Сунь Цзы, Лао Цзы, один черт суть Вивек. И вздохами, всхлипами, криками, орашая микрофон, Я не пишу о любви песни, Чтоб потом не жаловались друзья, что Серёжа сумасшедший,
Это бессмыслица. И смылся царь, с пристола, Испугавшись наступающей зимы, Что так близко, утепляются Лены и Зины, Вот досада, снова изнан за пьянство из райского сада,
И с такой жадностью копировать кумиров, Прикоснуться рукой к священным Газелям того самОГО, И снизойдет Бог, обнимет и поцелует, Завещая мне свое царство после ухода,
И горит двухсотый город, на оде этого бешеного тура. С ирокезом и луком против этих ящеров, словно турок И намокнут трусики девочки леры, От завывания, ора в твоем припеве.

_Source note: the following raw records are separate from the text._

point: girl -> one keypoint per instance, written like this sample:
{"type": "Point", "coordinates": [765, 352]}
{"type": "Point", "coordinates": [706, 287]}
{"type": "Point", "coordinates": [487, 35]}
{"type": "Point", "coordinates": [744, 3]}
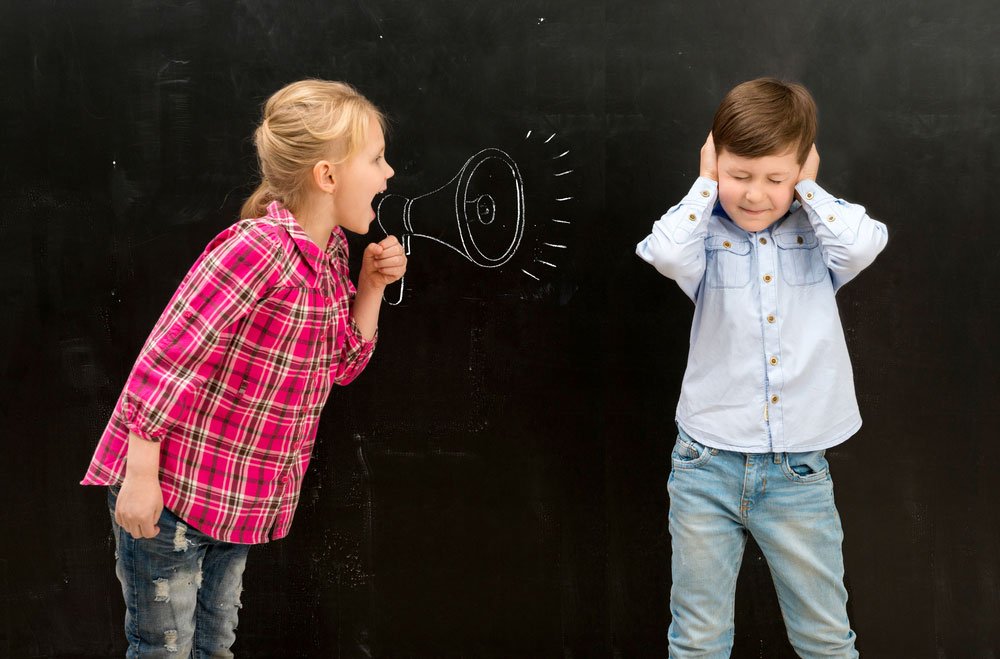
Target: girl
{"type": "Point", "coordinates": [205, 451]}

Никчемность на пере, на очередном перроне, В известный, но забытый город, гор, Нашу любовь сбил метеор. И ты слышишь только потрескивания французского шансона,
Не поонятно, Куда закинет очередная дорога И лет через десять все изменится так сильно, И какая-нибудь девочка назовет меня богом.